Lee Smith (b. 1944)
Contributing Editor: Anne Jones
Classroom Issues and Strategies
There should be little difficulty drawing students into an engagement with "Artists," since the style is accessible and the concerns familiar. The task may rather be in some sense to de-familiarize the story, to complicate what may initially seem to students its self-evident meanings. One way to do this would be to suggest that the conclusion seems to offer a clearcut "solution" to the problems of the story: The narrator rejects her grandmother's "art," accepts Mollie Crews as another kind of artist--an artist of the possible? of the body?--and thus "grows up." Her grandmother's "art" metamorphosizes into children's toys, thus capitulating, in effect, to the "art" of Mollie Crews. The story, "Artists," thus becomes a moral tale of oppositions, of illusion and reality, false art and true, and so on.
A teacher might then invite students to argue with this claim. What, if anything, feels unsatisfactory about it? What areas of the narrative are not addressed by it? Are there ways in which the story itself contests its own apparently explicit meaning and conclusion? What should we make of such contradictions? On the other hand, those who find the conclusion a satisfactory "kernel" of meaning to take away might be asked to defend their view. Are these two views of the story analogous in some ways to the two views of "art" represented in the story by the grandmother and Mollie Crews? How might such an analogy affect one's sense of the story? And how does the narrator evolve as an "artist" in the terms of the story?
Major Themes, Historical Perspectives, and Personal Issues
The title offers a major theme: Artists come in several varieties. How they vary constitutes several related themes. Social class and class mobility, for example, seem to be linked with two different forms of art; Is the grandmother's art of denial and illusion a sign of class pretension and Mollie's art--in her "studio" over Western Auto--a sign of class "authenticity"? If so, does the story reify class (and class stereotypes, such as associating sexuality with the working class) and resist mobility? Or are there other issues involved in the grandmother's aesthetic denials? The third "artist"--the narrator, Jenny--suggests another major theme: a girl's accession to womanhood. Why does she associate it with cutting her hair and kissing Scott? Is her self-described "growing up" only an acceptance of gender expectations?
Significant Form, Style, or Artistic Conventions
The narrative strategies seem most interesting here. At which points and why does Jennifer shift the tense of her narration? When, how, and why does her diction shift? A close analysis of the first paragraph will introduce most major themes to students; working as a class to unpack this paragraph could be a good exercise in teaching close analysis. Key images--like the David figure--can also offer students an opportunity to develop those skills.
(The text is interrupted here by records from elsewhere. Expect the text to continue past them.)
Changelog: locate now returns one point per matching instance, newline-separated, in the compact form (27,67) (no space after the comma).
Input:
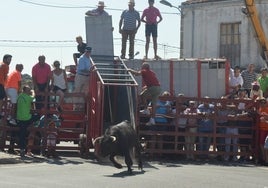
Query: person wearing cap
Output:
(235,82)
(205,125)
(191,127)
(249,76)
(41,74)
(263,130)
(263,81)
(4,69)
(149,17)
(81,46)
(81,82)
(128,26)
(99,11)
(151,89)
(59,83)
(256,91)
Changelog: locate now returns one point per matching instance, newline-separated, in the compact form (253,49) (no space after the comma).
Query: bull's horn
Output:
(96,140)
(113,138)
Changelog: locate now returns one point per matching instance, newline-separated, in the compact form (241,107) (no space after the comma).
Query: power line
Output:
(78,7)
(53,43)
"Artists" appeared first in Redbook and was later collected in Cakewalk. Thus its audience was initially popular and female. This offers the opportunity to discuss the question of high/low culture and its permutations in modernism and postmodernism. How could we "categorize" "Artists," and what are the effects of such categorizations? How does "Artists" take this as its own theme?
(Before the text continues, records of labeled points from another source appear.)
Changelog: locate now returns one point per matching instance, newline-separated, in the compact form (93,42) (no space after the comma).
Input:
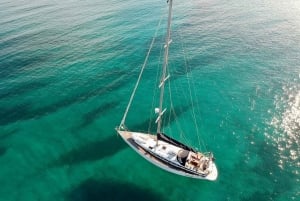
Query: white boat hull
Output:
(163,155)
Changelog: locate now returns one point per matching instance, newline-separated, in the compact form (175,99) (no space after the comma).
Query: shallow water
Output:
(67,71)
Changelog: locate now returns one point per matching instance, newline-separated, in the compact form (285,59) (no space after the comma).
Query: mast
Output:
(164,70)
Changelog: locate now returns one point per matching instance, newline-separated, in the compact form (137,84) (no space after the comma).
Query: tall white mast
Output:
(164,70)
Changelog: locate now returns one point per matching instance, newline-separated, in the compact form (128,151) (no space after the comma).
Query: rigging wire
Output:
(192,92)
(122,124)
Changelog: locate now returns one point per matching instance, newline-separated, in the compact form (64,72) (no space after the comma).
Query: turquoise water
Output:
(67,71)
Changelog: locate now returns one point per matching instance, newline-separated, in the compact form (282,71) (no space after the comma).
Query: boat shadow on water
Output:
(93,151)
(110,190)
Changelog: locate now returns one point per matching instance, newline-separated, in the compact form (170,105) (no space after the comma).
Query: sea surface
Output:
(67,70)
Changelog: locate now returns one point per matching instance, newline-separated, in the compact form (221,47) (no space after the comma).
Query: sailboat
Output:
(162,150)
Comparisons, Contrasts, Connections
"Artists" can be read in several contexts: as an example of Lee Smith's work (this would require outside reading, of course); as a southern story (with Eudora Welty, Flannery O'Connor, Zora Neale Hurston, Alice Walker, and Ernest Gaines, for example, in this anthology); as a story of art and artists (with, for example, Nathaniel Hawthorne's "Artist of the Beautiful" and Alice Walker's "Everyday Use"); and as a contemporary story in its subjects and strategies.